43

I'm looking for a way to add rows to a table. My data structure looks like that:

  rows = [
    { name : 'row1', subrows : [{ name : 'row1.1' }, { name : 'row1.2' }] },
    { name : 'row2' }
  ];

I want to create a table which looks like that:

  table
     row1
     row1.1
     row1.2
     row2

Is that possible with angular js ng-repeat? If not, what would be a "angular" way of doing that?

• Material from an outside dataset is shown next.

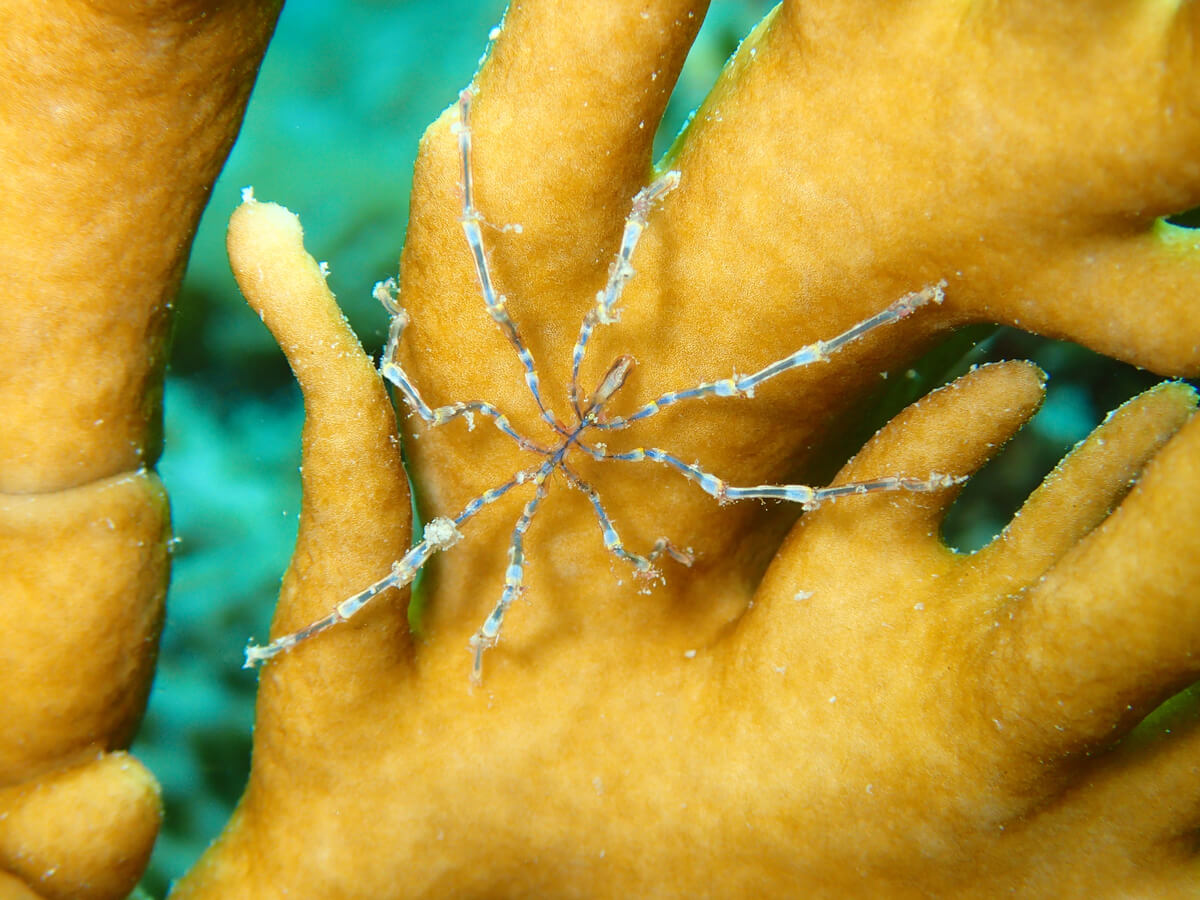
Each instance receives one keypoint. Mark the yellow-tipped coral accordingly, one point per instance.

Edit: Flatten the array would be a bad solution because if i can iterate over the sub elements i could use different html tags inside the cells, other css classes, etc.

3
  • Convert the data structure into a flat array first, then use that new array to construct that table as a normal loop (like the current answer, without the sub-loop) Commented Mar 12, 2013 at 14:06
  • For example, this ( jsfiddle.net/t6RLz ) turns the array into a new array of 4 items (the original 2 and the 2 subrows, in correct order). Then, just loop like the answer below (since I know nothing about angularjs) without the inner loop. I'm sure the code in the jsFiddle could be enhanced and/or shortened, but it's more or less just to give you the idea Commented Mar 12, 2013 at 14:14
  • 1
    Then add a new property specifically to the subrow objects, to indicate they are a subrow. Then when looping in the HTML, check for the existence of that specific property, and do stuff based on it. Commented Mar 12, 2013 at 14:32

6 Answers 6

75

More than one year later but found a workaround, at least for two levels (fathers->sons).
Just repeat tbody's:

<table>
  <tbody ng-repeat="row in rows">
    <tr>
      <th>{{row.name}}</th>
    </tr>
    <tr ng-repeat="sub in row.subrows">
      <td>{{sub.name}}</td>
    </tr>
  </tbody>
</table>

As far as I know all browsers support multiple tbody elements inside a table.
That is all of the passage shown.